Ağırlaştın koca adam! Nasıl taşısın bunca yükü bir beden? Bu okkalı yüreği baston kullanmadan taşımak ezâ değil mi sana?
Gözlerindeki derinlikler yıldırmasın seni. Hangimizin bakışı mızrap vurabilir ki bam teline, senin ki kadar? Zaman yıldız gibi kayarken avuçlarımızdan elinde tuttuğun o köstekli saatin bir asrı hapsediyor, haberin yok. Sen hâlâ ‘zaman bizden geçti’ diyedur.
İmreniyorum sana. Dudaklarına fermuar çekip gözlerini konuşturuyorsun ya… “Takma dişler vız gelir bana. Dilim sussa; bakışlarım konuşur, yüreğim gelir dile, olmadı ovuşturduğum nasırlı ellerim dâhi bir çift kelam eder elbet.” diyen bakışına kurban.
Bükülen belinle acze düşmüş bir yığın olarak tanımlıyorsan kendini, yazık ediyorsun sadrına Üstad! Bilmez misin bükülen beller Sevgili’ye hürmettendir.
Parke parke ilerleyen adımların için hamdet, ağır adımlar ağır adamlara nasip olur , değil mi ama ?! Saçlarındaki gümüşî pırıltılar, yüzündeki ince iplikler aldatmasın seni.
Boğaz bitimine kadar iliklenmiş bir kaftan, ayağına geçirilmiş bir çift yemen ve dili dualı bir yürek on ikiden vurulmuş bir sermaye değil midir; aksini mi düşünürsün?
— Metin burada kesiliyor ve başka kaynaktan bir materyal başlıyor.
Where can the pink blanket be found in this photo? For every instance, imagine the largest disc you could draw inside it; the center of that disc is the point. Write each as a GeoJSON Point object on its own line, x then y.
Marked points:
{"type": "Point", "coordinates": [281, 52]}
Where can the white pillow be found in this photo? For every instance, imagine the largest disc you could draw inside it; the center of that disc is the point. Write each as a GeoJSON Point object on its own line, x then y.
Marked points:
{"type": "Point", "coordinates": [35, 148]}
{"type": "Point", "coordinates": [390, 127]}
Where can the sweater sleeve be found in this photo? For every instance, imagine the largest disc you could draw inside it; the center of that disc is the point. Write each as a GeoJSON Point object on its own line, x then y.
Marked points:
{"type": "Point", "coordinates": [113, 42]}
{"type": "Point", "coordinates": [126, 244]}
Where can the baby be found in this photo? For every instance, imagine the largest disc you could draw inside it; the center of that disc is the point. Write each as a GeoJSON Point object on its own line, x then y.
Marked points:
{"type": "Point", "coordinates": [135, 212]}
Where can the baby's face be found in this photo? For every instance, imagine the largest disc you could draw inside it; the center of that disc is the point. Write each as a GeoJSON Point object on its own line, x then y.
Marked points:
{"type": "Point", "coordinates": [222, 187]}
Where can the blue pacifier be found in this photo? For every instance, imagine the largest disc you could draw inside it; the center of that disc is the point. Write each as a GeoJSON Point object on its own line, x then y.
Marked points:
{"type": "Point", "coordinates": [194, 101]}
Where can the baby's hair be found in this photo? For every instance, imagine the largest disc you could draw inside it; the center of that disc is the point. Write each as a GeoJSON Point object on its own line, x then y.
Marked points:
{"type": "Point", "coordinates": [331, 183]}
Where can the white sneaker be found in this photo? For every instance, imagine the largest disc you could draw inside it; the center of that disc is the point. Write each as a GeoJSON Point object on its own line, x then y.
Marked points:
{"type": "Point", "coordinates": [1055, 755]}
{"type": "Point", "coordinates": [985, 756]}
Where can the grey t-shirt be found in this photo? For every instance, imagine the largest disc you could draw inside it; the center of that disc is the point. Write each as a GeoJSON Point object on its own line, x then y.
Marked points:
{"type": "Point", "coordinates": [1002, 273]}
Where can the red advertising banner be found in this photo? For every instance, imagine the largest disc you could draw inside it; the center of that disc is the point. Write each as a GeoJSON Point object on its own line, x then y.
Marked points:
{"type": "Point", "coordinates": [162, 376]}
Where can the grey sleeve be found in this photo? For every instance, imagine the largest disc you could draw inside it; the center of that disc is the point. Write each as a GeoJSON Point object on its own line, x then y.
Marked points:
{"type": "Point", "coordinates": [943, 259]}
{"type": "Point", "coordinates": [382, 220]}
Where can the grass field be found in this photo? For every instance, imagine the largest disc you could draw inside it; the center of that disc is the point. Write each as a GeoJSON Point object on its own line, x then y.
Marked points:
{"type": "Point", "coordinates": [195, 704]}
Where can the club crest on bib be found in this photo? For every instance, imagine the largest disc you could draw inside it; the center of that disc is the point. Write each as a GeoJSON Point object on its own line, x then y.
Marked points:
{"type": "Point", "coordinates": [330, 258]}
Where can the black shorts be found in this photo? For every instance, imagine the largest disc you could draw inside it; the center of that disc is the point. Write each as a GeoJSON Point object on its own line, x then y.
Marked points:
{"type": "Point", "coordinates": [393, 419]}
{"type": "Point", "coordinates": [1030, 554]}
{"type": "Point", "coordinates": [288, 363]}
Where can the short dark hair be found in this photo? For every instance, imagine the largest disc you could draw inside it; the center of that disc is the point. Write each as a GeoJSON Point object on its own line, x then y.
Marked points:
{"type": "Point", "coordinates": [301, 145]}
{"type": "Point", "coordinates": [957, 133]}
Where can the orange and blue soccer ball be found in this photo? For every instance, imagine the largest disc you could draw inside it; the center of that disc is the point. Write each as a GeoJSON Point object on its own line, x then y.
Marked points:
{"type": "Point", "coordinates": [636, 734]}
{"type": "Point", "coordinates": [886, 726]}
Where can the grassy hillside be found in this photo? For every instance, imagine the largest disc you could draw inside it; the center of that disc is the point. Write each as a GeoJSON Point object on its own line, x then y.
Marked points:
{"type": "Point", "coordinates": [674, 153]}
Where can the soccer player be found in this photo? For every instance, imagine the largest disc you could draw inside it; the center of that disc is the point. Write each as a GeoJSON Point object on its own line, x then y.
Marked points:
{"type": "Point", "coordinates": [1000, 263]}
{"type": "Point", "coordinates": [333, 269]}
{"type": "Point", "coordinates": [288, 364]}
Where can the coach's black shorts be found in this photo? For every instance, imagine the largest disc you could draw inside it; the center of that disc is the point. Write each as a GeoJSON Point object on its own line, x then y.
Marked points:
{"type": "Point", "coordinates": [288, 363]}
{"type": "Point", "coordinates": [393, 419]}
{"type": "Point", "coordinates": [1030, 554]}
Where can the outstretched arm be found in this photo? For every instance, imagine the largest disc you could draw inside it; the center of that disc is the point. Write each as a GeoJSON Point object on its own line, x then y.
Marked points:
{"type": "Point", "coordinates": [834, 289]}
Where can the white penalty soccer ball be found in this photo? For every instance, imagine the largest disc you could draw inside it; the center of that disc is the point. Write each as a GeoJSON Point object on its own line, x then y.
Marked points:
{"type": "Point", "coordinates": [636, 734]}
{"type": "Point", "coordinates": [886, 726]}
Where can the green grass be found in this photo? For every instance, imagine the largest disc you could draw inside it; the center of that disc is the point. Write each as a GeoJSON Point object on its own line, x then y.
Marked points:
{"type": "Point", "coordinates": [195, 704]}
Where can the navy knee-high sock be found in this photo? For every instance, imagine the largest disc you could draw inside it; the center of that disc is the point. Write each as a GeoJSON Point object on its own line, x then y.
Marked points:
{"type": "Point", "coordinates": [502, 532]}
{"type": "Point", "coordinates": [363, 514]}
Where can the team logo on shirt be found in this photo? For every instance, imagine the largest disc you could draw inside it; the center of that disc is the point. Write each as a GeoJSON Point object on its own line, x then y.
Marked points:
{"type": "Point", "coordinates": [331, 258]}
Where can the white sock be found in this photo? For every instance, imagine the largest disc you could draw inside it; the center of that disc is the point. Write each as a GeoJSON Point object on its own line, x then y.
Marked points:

Bir lokma, bir hırka ile dünyaları önüne sermek şahsın için daha evla değil mi?
Ufukta asılı kalan gözlerine, arşınlat erguvanî tepeleri, ki ufka heba olmasın bakışların. Toprağa dik gözlerini! Dik ki bu ruh bu tende nasıl can bulmuş, hatırla.
Velhâsıl-ı kelam, ağır yürek ağır bedende taşınır vesselam!